Jurassic World: Il dominio, la recensione
La saga cambia ancora tono, si adegua alla grande tensione del secondo capitolo e cerca di ritrovare lo svolgimento dell'originale del 1993
Nonostante un successo strepitoso, il franchise di Jurassic World fa una gran fatica a trovare coerenza, a stabilire un’identità che passi per un’idea di cinema precisa, e così la cambia di continuo come cambia di continuo toni e modelli dei suoi protagonisti. Non è l’assurdo “vale tutto” di Fast & Furious, né la precisa costruzione delle saghe di supereroi, non è il mondo dei franchise tratti da romanzi (che sembra sempre più grande delle singole storie che seguiamo) ma semmai una versione in continuo aggiornamento della medesima mitologia fatta di tensione e di mostri grandi e pericolosi contro esseri umani più o meno indifesi. Dopo un primo capitolo che riportava indietro di anni e anni i ruoli e i rapporti tra uomini e donne nel cinema d’azione (indietro fino a raggiungere gli standard dei paesi in cui si staccano più biglietti), e un secondo diretto da J.A. Bayona molto più centrato sul piacere della tensione, per questo epilogo Colin Trevorrow dirige con standard di ruoli aggiornati e un’adesione molto maggiore al modello originale di Steven Spielberg.

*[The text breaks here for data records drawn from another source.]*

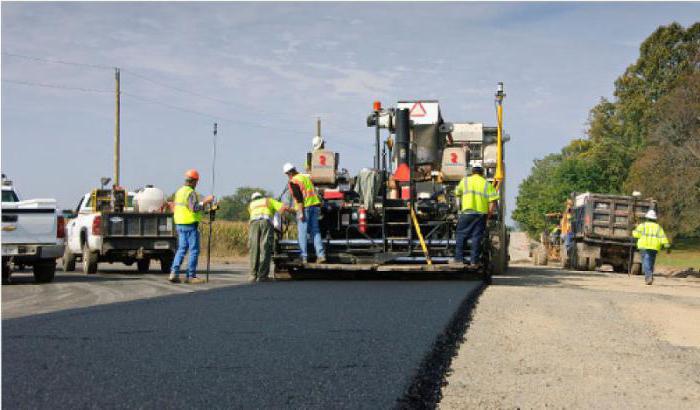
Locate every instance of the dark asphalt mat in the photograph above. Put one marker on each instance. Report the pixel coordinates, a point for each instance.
(322, 344)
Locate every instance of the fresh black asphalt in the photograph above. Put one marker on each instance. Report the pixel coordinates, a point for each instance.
(309, 344)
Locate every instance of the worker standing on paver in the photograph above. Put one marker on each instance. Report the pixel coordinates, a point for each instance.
(650, 239)
(478, 201)
(308, 209)
(187, 215)
(261, 234)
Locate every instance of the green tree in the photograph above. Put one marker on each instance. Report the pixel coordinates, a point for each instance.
(235, 207)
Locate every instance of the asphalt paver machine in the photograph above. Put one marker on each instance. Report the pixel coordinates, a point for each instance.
(401, 214)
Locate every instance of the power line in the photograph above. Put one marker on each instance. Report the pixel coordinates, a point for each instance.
(55, 86)
(56, 61)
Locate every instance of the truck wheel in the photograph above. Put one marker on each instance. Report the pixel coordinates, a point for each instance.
(89, 260)
(44, 271)
(6, 271)
(166, 262)
(143, 265)
(68, 260)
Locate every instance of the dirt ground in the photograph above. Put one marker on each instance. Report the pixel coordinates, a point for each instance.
(543, 337)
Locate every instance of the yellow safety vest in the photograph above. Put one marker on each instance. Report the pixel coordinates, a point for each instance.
(651, 236)
(476, 193)
(183, 214)
(307, 190)
(263, 208)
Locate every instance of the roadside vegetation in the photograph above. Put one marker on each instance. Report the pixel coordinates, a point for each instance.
(685, 254)
(647, 139)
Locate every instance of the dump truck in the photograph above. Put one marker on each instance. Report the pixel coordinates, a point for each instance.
(400, 214)
(602, 228)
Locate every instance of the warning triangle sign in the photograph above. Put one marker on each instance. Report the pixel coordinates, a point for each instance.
(418, 110)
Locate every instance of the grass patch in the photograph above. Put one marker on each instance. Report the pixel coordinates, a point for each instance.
(685, 253)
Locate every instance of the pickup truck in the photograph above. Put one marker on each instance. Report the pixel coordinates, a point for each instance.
(32, 235)
(94, 236)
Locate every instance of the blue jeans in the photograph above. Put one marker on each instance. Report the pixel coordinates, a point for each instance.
(187, 239)
(470, 226)
(310, 226)
(648, 260)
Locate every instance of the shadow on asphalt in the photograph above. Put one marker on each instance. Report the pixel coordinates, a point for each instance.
(540, 276)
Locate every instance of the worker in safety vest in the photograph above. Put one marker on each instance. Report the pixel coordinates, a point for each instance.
(650, 238)
(308, 209)
(478, 199)
(261, 234)
(187, 215)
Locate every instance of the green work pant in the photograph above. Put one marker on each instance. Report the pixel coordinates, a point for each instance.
(260, 241)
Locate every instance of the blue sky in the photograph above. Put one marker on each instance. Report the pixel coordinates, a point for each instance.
(264, 71)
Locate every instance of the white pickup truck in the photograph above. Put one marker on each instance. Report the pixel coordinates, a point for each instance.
(32, 235)
(128, 236)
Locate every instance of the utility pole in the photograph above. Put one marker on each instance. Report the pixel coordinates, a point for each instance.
(117, 95)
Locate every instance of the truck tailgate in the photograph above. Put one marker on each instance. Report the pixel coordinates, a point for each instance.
(29, 222)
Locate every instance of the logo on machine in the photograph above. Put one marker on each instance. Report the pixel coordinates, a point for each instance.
(418, 110)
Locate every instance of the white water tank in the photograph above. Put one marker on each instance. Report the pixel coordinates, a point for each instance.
(149, 199)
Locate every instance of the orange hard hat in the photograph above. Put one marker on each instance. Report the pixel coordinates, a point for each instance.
(192, 174)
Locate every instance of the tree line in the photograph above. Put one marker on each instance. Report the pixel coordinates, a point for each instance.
(646, 138)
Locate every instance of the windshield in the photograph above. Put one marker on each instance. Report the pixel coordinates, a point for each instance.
(9, 196)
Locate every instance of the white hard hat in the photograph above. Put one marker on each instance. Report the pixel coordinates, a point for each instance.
(317, 142)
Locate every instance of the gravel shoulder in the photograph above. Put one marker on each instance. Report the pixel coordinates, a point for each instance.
(552, 338)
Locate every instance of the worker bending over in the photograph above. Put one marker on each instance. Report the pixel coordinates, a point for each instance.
(478, 199)
(308, 209)
(187, 215)
(261, 234)
(650, 238)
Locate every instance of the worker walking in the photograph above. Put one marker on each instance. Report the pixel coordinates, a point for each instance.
(187, 215)
(478, 199)
(261, 234)
(308, 210)
(650, 238)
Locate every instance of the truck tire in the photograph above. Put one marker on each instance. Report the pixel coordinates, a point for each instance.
(143, 265)
(68, 260)
(45, 271)
(89, 260)
(166, 262)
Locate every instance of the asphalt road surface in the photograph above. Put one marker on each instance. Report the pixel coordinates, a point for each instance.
(311, 344)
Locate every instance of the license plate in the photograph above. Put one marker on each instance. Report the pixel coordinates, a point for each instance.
(161, 245)
(9, 250)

Intorno a Sam Neill (che somiglia sempre più a George Lucas), Laura Dern (che entra in scena con una Spielberg face non delle migliori) e Jeff Goldblum (che è uguale a se stesso) gira un film che li venera e si piega alla loro presenza, cucendogli intorno una storia dagli svolgimenti e dalle soluzioni simili a quelle del film originale, in uno sfruttamento della nostalgia che è sempre meno oggetti, brand, ricordi e madeleine (come nel primo Jurassic World, dove erano i prop a fare da anello di congiunzione) e sempre di più calco del primo irraggiungibile film.